Cooked Mixed Vegetables (Corn, Lima Beans, Peas, Green Beans and Carrots, Fat Added in Cooking (1 Cup)
Dinner
120 mg/dL
avg. peak value
Usually causes a small spike
Avg. Food Score on Ultrahuman App
Ultrahuman Users got a STABLE response
How to consume Cooked Mixed Vegetables (Corn, Lima Beans, Peas, Green Beans And Carrots, Fat Added In Cooking without glucose spikes
Portion Control
Reduce the portion size of the cooked mixed vegetables to minimize glucose spikes, as smaller amounts of carbohydrates lead to smaller increases in blood sugar levels.
Add Protein
Incorporate a source of protein, such as grilled chicken, tofu, or lentils, which can help to slow down the digestion and absorption of carbohydrates.
Include Healthy Fats
Add healthy fats like a small portion of avocado, nuts, or seeds to your meal. Fats can help to slow the absorption of carbohydrates and stabilize blood sugar levels.
Pair with Leafy Greens
Include a side of leafy greens such as spinach or kale, which are low in carbohydrates and can help to balance the meal.

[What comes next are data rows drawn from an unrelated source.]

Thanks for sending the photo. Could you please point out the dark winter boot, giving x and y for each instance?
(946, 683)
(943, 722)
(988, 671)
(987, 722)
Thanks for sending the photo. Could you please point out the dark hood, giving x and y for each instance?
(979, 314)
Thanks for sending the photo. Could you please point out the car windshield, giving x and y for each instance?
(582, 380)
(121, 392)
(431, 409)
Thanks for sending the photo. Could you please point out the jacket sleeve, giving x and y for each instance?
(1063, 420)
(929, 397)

Choose Vinegar-Based Dressings
Use vinegar-based dressings on your vegetables or salads, as the acetic acid in vinegar can help to reduce post-meal blood sugar spikes.
Add Fiber-Rich Foods
Incorporate foods high in fiber, such as barley or quinoa, which can slow digestion and help to prevent rapid increases in blood sugar.
Eat Slowly
Take time to eat your meal slowly, which can help your body to process the carbohydrates more gradually and reduce spikes in blood sugar.
Stay Hydrated
Drink water before and during your meal, as staying hydrated can support digestion and help to regulate blood sugar levels.
Monitor Carbohydrate Combinations
Be mindful of other carbohydrates you consume with your meal to avoid excessive intake that could lead to higher glucose spikes.
Exercise Post-Meal
Engage in light physical activity, such as a walk, after eating. Exercise can help to use up the glucose in your bloodstream, reducing spikes.